Individuals are baptized into "one body CHRIST" (1 Cor. 12:13; Gal. 3:27) not into a local church. The branches on the Vine are individuals (Jn. 15:6); as are runners in the Christian Race, soldiers in the Lord's army, and in all other N.T. figures concerning the units of the One church. Under certain circumstances one could be faithful to Christ, and not be a part of a local church (Acts 8:39; 3 Jn. 10).

Sears and Shell "companies" are units of the parent company via corporate ties: common stock funding and centralized administration authority. The whole functions as one organization; each company "unit" is NOT "independent and autonomous." And, whether by ignorance or intention, the comparison of universal church to such can only promote a denominational concept of the Lord's people. This was Campbell's concept of the Universal church, and led him to endorse the Missionary Society as a means or medium through which the whole church acts as one.

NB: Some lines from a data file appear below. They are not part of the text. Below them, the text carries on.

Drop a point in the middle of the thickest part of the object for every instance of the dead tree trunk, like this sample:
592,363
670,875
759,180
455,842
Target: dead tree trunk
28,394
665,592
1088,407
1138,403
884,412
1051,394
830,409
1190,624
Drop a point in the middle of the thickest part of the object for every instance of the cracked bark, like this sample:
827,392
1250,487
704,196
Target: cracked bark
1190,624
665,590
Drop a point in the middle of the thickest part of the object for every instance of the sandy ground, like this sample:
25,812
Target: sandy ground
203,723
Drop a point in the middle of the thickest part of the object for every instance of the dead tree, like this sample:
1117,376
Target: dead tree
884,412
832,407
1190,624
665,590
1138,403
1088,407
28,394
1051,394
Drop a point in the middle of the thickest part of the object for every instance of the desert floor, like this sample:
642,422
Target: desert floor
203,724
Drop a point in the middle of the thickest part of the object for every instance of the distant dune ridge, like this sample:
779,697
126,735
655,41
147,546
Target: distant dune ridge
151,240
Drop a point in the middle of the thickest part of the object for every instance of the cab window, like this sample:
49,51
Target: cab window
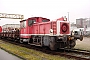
30,22
23,24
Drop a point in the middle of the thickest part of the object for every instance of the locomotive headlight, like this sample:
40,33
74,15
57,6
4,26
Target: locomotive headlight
51,30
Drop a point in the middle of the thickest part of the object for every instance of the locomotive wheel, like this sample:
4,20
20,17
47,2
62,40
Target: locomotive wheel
52,45
21,41
72,43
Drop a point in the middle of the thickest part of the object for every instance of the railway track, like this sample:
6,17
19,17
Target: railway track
69,53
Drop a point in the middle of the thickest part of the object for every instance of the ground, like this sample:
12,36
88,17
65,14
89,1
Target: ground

The preacher training sheet says a "line of fellowship concerning faith, teaching and practice is to be maintained between congregations." True saints do indeed have faith, teaching and practice in common; but the rightness of such is God determined, not a consensus of "the great middle section" of a movement. The "Church composed of churches" concept, with traditional doctrines and terminology, and discipline which must be honored by all, encourages unwritten creedalism — standards having only human fallible authority. An artificial "our church" fellowship gradually takes the place of the genuine oneness created by common fellowship with God. We begin to think acceptance by some local church is equivalent to acceptance by God. As churches "drift" (and who can deny they do) our standards drift, and we are satisfied if people are "faithful to the church." BUT WE ARE ONE-ON-ONE WITH GOD (Rom. 14:12).